Fred Wertheimer: “The Perversion of the American Presidency”
The Huffington Post
The Perversion of the American Presidency
By: Fred Wertheimer
July 28, 2015
Children long have been taught by their parents that anyone in America can grow up to be president.
Today that message needs to be revised: anyone can grow up to be president if they are willing to circumvent and break the nation’s anti-corruption campaign finance laws, and are willing to genuflect before the nation’s wealthiest individuals.
That is the reality playing out in the 2016 presidential election.
This coming weekend, for example, four leading Republican presidential candidates, according to POLITICO, have been summoned to make their case for financial support from the Koch brothers and their network of millionaires and billionaires. The Koch brothers through their network reportedly plan to spend an extraordinary $889 million in the 2016 election cycle.
When it comes to money in politics, the unfolding race for the presidency is unlike anything we have seen in the country’s history. Individual-candidate Super PACs and their super wealthy funders already having raised more than $250 million to support Republican presidential candidates, or four times the amount the Republican candidate campaigns have received.
In the process, the presidential candidates are ignoring Abraham Lincoln’s wisdom that: “You can fool some of the people all of the time, and all of the people some of the time, but you can’t fool ALL of the people ALL of the time.”
Presidential candidates are pretending they are not controlling the Super PACs supporting them, either directly or indirectly. They are pretending they are not soliciting huge, unlimited contributions to support their campaigns – and thereby eviscerating the candidate contribution limits of $2,700 per donor. They are pretending they are not tied to and misusing individual-candidate nonprofit groups to support their campaigns. These nonprofits in turn are pretending they are “social welfare” organizations and not political groups supporting presidential candidates.
All of this adds up to a parallel universe in the financing of presidential campaigns: an illusionary one which is being presented to the public by the presidential candidates and the real one in which presidential candidates are wiping out the campaign finance laws and in the process becoming deeply indebted to the nation’s wealthiest people.

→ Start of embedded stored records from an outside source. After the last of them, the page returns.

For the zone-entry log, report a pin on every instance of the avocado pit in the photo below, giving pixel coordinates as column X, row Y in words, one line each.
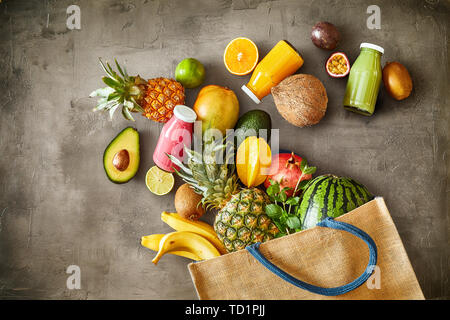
column 121, row 160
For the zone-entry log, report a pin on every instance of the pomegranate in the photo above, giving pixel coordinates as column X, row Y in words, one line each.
column 285, row 169
column 338, row 65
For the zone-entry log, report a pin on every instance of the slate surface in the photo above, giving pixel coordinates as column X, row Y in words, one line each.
column 57, row 207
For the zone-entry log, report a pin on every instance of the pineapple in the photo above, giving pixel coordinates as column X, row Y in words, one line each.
column 154, row 98
column 241, row 219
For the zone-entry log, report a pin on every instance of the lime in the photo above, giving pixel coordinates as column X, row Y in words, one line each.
column 158, row 181
column 190, row 73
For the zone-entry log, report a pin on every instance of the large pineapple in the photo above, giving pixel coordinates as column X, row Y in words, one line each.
column 155, row 98
column 241, row 219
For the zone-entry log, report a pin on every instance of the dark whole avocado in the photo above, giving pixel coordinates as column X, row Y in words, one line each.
column 252, row 120
column 122, row 156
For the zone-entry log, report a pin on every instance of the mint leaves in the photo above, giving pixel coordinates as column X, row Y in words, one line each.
column 282, row 209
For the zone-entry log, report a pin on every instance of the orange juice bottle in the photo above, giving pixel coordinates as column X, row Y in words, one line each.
column 282, row 61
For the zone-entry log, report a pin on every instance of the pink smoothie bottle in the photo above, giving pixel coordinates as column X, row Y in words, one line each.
column 175, row 135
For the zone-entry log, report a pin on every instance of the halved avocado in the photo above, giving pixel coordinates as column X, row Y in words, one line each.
column 121, row 157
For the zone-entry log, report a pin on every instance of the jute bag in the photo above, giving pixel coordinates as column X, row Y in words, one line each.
column 334, row 260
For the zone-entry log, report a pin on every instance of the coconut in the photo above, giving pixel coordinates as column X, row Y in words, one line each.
column 301, row 99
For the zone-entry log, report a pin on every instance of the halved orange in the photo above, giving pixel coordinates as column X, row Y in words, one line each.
column 241, row 56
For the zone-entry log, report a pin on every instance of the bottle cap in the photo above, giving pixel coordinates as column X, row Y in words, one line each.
column 250, row 94
column 184, row 113
column 372, row 46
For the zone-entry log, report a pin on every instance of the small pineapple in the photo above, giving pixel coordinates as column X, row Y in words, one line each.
column 241, row 219
column 155, row 98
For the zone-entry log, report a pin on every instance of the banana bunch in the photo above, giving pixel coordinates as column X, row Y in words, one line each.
column 194, row 240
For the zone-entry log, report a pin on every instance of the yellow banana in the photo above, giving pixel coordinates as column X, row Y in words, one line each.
column 186, row 241
column 202, row 228
column 152, row 242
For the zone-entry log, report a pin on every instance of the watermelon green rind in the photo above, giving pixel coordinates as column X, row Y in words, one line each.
column 330, row 196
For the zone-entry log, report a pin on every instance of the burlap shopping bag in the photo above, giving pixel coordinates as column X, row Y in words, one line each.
column 356, row 256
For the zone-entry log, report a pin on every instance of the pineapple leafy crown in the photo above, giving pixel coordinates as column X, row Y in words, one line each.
column 122, row 91
column 210, row 173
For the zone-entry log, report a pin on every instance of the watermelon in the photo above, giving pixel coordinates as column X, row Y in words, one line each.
column 330, row 196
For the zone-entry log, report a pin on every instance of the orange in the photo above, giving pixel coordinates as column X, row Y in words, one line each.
column 241, row 56
column 253, row 160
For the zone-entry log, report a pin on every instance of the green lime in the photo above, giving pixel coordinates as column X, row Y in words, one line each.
column 190, row 73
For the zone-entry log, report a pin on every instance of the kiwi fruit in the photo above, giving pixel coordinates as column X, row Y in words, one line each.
column 188, row 203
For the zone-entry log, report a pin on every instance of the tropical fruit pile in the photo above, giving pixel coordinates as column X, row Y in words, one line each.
column 256, row 193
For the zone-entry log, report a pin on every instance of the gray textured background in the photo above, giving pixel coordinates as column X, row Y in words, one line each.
column 57, row 207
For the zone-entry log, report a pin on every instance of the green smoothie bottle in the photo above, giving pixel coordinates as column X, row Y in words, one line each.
column 364, row 80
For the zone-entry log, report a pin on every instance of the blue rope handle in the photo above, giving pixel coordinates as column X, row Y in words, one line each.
column 327, row 223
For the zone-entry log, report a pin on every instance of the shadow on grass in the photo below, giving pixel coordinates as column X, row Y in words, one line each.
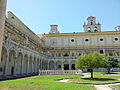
column 98, row 79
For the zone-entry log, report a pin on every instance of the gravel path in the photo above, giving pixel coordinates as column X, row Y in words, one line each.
column 64, row 80
column 98, row 87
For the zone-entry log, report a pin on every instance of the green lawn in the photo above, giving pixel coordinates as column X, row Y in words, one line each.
column 43, row 83
column 99, row 77
column 117, row 87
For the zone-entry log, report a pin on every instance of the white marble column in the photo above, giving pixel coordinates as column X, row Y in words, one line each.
column 2, row 22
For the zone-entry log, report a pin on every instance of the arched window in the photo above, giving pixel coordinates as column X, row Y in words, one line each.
column 89, row 29
column 91, row 23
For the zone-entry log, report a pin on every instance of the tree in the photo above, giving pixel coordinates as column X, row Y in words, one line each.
column 111, row 63
column 91, row 61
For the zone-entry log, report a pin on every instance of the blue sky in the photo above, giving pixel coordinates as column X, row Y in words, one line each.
column 68, row 14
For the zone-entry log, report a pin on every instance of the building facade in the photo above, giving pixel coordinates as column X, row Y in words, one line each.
column 24, row 53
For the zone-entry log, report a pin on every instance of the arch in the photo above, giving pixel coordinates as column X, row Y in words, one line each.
column 34, row 65
column 30, row 65
column 25, row 64
column 3, row 61
column 52, row 65
column 19, row 63
column 59, row 65
column 73, row 63
column 95, row 29
column 66, row 65
column 38, row 63
column 11, row 62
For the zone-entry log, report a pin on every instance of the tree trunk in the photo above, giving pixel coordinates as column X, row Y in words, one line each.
column 91, row 70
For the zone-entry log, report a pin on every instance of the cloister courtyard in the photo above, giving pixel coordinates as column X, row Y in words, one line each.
column 101, row 81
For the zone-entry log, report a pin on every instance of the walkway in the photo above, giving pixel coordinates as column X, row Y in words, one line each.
column 98, row 87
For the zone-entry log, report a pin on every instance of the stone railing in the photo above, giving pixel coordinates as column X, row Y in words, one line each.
column 60, row 72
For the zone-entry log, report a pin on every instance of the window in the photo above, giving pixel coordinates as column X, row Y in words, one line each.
column 12, row 17
column 0, row 69
column 66, row 54
column 59, row 66
column 79, row 54
column 101, row 39
column 72, row 54
column 110, row 54
column 88, row 28
column 86, row 40
column 72, row 40
column 91, row 22
column 59, row 54
column 89, row 31
column 116, row 39
column 52, row 55
column 95, row 30
column 101, row 52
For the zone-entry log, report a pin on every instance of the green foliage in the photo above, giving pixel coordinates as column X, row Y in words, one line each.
column 111, row 63
column 43, row 83
column 91, row 61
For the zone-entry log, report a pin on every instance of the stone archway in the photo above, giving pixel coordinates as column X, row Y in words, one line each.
column 19, row 64
column 30, row 65
column 25, row 64
column 59, row 65
column 11, row 63
column 3, row 61
column 34, row 65
column 66, row 65
column 73, row 63
column 52, row 65
column 38, row 63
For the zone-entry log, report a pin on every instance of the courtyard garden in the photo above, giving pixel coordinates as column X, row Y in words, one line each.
column 51, row 82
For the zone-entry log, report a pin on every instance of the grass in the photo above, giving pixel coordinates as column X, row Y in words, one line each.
column 43, row 83
column 99, row 77
column 117, row 87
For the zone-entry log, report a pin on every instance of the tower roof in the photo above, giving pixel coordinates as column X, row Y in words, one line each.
column 91, row 17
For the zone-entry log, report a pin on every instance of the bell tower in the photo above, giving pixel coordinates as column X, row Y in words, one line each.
column 91, row 25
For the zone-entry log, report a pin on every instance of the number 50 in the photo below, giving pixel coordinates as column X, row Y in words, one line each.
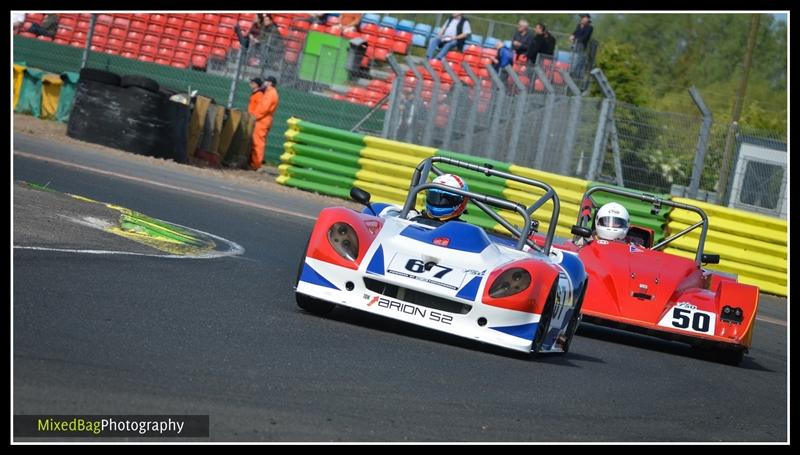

These activities are being undertaken in the face of a campaign finance law enacted in 2002, which prohibits a federal candidate from “directly or indirectly” establishing, financing maintaining or controlling an entity that raises or spends unlimited contributions – such as a Super PAC.
Presidential candidates, however, are ignoring this prohibition and exercising “indirect control” (at a minimum) over Super PACs that are functioning as arms of their campaigns. These Super PACs are being run by individuals who previously have served the candidates as a “political alter ego,” a close political adviser, a campaign manager, a chief of staff or the like.
Presidential candidates are counting on the fact that the FEC, a dysfunctional, paralyzed agency, will not enforce the campaign finance laws. And unless the Department of Justice begins to investigate these brazen campaign finance practices – which Democracy 21 and the Campaign Legal Center have requested – there will be no enforcement.
The current collapse of our campaign finance laws dates back to the Citizens United decision issued in 2010 by five Supreme Court Justices who cynically or naïvely (or both) maintained that outside groups making independent expenditures could not exercise corrupting influence over officeholders and candidates.
This fallacious argument was rejected by one of the nation’s leading conservative jurists. Seventh Circuit Court of Appeals Judge Richard Posner wrote that it “is difficult to see what practical difference there is between super PAC donations and direct campaign donations, from a corruption standpoint.”
By November 2016, our next president is likely to be elected with the backing of as much as $500 million in unlimited, corrupting contributions.
The perversion of the American presidency is taking place before our eyes.
Citizens want better. A recent New York Times/CBS News poll (June 2, 2015) found that 85 percent of the American people believe fundamental changes are needed in the way our campaigns are financed.
To achieve this goal, twelve national reform organizations recently launched a national campaign. “Fighting Big Money, Empowering People: A 21st Century Democracy Agenda” provides a specific, comprehensive plan to repair our democracy and calls on the next President of the United States to commit to make this reform agenda a national priority from Day One.
There are two major reform bills pending in Congress that would fundamentally change the way our presidential campaigns are financed.
Legislation introduced by Representatives David Price and Chris Van Hollen and Senator Pat Leahy would effectively shut down the individual-candidate Super PACs that are poisoning our political system.
Legislation introduced by Representatives Price and Van Hollen and Senator Tom Udall would empower ordinary Americans to serve as a counterforce to big money by matching their small contributions to presidential candidates with multiple public funds.
The scandalous role being played by big money in American politics is headed for the breaking point. When that occurs, concerned citizens will be there ready to fight and win the battle to restore the integrity of our democracy.
Only then will parents again be able to credibly teach their children that anyone in America can grow up to be president.